Vier Personen mussten eine Nacht in der Wand verbringen

Wien (OTS) - Zu einem äußerst anspruchsvollen Einsatz wurde Dienstagnachmittag die Mannschaft vom ÖAMTC-Notarzthubschrauber Christophorus 14 angefordert. Vier völlig erschöpfte Kletterer wurden mittels 30-Meter-Seil aus einer senkrechten Kletterwand geborgen.

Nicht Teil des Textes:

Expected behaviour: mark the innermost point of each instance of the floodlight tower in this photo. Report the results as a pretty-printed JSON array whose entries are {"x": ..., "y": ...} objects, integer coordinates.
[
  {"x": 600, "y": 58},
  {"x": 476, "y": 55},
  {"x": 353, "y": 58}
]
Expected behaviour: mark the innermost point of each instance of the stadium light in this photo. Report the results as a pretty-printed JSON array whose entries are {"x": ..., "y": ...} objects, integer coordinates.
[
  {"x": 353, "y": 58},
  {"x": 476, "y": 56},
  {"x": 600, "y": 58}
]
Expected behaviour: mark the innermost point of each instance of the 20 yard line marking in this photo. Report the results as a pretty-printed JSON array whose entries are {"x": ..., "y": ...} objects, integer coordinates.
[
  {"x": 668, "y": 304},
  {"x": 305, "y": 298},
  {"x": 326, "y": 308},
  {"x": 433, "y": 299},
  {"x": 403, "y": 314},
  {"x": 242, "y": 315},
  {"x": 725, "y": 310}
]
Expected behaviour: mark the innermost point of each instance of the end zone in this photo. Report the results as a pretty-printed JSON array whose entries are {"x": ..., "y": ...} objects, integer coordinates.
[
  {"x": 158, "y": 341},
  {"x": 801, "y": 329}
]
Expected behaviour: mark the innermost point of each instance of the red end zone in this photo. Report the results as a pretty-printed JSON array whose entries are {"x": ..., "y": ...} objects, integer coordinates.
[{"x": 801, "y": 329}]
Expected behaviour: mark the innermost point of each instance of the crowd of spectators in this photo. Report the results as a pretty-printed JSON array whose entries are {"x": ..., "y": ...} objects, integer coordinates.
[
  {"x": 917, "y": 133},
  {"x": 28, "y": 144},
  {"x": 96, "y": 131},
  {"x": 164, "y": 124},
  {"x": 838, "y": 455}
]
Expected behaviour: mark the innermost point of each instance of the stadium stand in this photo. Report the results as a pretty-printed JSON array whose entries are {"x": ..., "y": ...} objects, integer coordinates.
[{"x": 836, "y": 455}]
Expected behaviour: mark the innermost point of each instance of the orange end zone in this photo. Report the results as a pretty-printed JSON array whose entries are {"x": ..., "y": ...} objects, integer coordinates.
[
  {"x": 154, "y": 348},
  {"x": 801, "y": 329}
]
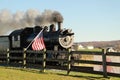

Wie der ÖAMTC meldet, wollten die Bergsteiger den als sehr schwierig eingestuften Seewandklettersteig zwischen Hallstatt und Obertraun in Oberösterreich bezwingen. Zwei Männer und eine Frau -Studenten aus Ungarn - sowie ein Lehrer aus Tschechien waren am Montag kurz vor 15 Uhr bei Schönwetter zu dieser extremen Tour aufgebrochen. Gegen 19 Uhr mussten sie auf Grund der heranziehenden Kaltfront in einer Höhe von 1.300 Meter biwakieren. Zu diesem Zeitpunkt hatten sie erst die Hälfte des Klettersteiges hinter sich.

Dienstagfrüh setzten sie die Tour trotz starken Regens fort. Gegen 15.30 Uhr trafen zwei tschechische Bergsteiger auf die völlig erschöpfte Gruppe, die zu diesem Zeitpunkt vom Biwak aus nur weitere 150 Meter zurück gelegt hatte. Um 16 Uhr wurde via Handy ein Notruf abgesetzt.

Neben der Bergrettung aus Hallstatt und Obertraun sowie der alpinen Einsatzgruppe aus Bad Ischl wurde auch Christophorus 14 aus Niederöblarn angefordert. Für den Piloten Robert Schornsteiner und den Flugretter Erich Traninger war dieser Einsatz äußerst anspruchsvoll. Pilot Schornsteiner: "Starker Regen, schlechte Sichtverhältnisse und nahe der Felswand schwebend fordern höchste Konzentration." Mittels einem 30-Meter-Seil wurden die Bergsteiger aus der Felswand "befreit" und völlig erschöpft und unterkühlt ins Tal geflogen. Der Einsatz hatte insgesamt zwei Stunden gedauert.